Every Sunday morning two worship services draw big audiences composed largely of middle-class families; whites predominate, but there is a sprinkling of African Americans and Asian-Americans. The lay people contribute handsomely to the maintenance of an impressive church edifice and to the construction of an ever-expanding number of smaller buildings for offices and classrooms. . . . Aside from unbelief, the sins most commonly condemned from the pulpit are adultery, drunkenness, and neglect of family and church. Preachers also routinely allude to the evils of abortion and homosexuality, but forbear elaborating their objections to such practices. What prompts such reticence is both the desire to shield young children in the congregation and to avoid offending those adults who hold differing views on these controversial matters or who oppose any mixing of religion and politics.

No mention is made of a Christian responsibility to seek social justice for the less fortunate, except on those rare Sundays when local African-American clergymen are invited to deliver the sermon. Even on these occasions, black preachers raise the issue of racism mainly to reassure whites in the congregation that all has been forgiven and forgotten in the name of their common Christianity, at which the collective sense of relief is almost palpable — though short-lived.

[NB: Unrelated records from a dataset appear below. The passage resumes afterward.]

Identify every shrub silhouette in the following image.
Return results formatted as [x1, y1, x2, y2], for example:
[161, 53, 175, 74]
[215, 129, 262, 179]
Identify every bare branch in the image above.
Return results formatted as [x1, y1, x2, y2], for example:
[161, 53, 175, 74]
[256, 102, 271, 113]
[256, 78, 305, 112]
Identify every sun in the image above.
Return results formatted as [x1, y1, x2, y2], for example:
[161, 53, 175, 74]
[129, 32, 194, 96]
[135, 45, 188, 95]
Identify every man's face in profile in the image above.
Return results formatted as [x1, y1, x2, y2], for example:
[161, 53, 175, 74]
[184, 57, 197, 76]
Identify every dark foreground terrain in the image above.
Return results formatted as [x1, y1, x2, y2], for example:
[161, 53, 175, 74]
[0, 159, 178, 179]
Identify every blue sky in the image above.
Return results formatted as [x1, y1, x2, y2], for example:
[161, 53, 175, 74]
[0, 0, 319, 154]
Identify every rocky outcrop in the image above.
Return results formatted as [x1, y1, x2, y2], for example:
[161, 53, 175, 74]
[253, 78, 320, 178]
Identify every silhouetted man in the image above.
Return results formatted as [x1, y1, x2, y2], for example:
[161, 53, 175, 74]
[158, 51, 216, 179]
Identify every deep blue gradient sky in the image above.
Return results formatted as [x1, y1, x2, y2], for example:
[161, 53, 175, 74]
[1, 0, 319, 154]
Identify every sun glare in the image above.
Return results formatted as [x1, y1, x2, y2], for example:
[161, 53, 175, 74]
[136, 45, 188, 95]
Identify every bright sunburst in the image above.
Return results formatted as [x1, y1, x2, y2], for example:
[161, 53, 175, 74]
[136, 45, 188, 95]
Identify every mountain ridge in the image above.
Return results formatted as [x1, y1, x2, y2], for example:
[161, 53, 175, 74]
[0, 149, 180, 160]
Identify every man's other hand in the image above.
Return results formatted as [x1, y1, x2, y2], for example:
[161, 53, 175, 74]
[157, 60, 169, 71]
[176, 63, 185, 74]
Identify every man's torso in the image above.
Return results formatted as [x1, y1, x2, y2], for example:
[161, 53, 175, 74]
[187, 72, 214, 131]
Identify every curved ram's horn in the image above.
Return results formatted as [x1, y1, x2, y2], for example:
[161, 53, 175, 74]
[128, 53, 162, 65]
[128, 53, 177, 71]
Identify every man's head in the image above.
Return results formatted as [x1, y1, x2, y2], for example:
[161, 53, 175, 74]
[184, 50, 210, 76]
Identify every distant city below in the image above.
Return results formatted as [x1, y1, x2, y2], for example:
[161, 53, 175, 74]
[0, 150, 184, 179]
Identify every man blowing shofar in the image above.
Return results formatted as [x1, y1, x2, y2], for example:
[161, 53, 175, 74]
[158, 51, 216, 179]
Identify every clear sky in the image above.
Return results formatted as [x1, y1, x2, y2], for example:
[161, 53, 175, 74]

For black ministers immediately turn to calling upon the guilty to repent of the more familiar litany of moral lapses with a driving eloquence and stark emotional force to which their white colleagues never resort. Such verbal pyrotechnics probably lie outside the scope of some white preachers, but all, in any event, studiously disdain such tactics, favoring instead low-key, genial homilies that interlace biblical references with humorous anecdotes and moral bromides. At the root of their resistance is less that they regard this tradition of fiery oratory as alien, a performance art peculiar to African Americans, but that it is all too familiar a fixture from the white evangelical past to have fallen from memory. . . . Nor is the caution of white preachers on this score misplaced, for African-American preachers elicit enthusiastic responses mainly from other black members of the congregation, while many whites register a mixture of confusion, amusement, and, above all, discomfort (256-57)

Of some note here is the idea that this white evangelical congregation was squeamish about mixing religion and politics, and that black preachers were not vocal about decrying white supremacy and its attendant sins.

That was 1997.

And yet, Heyrman also let readers know that evangelicals were scary:

Like all their predecessors, evangelical leaders in the late twentieth century seek acceptance and power by insisting that the authentic voice of “the people” finds utterance in the langauge of Canaan — as spoken in their accent — articulating their deepest desires, values, and aspirations. But, in many respects, today’s evangelicals strive to keep the faith especially with those who first introduced southerners to the way of the cross, their common ground being the resolve to recast the very cultures that they claim to represent. And they do so, as the next millennium approaches, with more imposing resources and even greater ingenuity than in any other period of American history. (260)

Imagine that. Evangelicals trying to recast America in their image with resources and power of which previous generations could only dream.

And they hadn’t even discovered Donald Trump.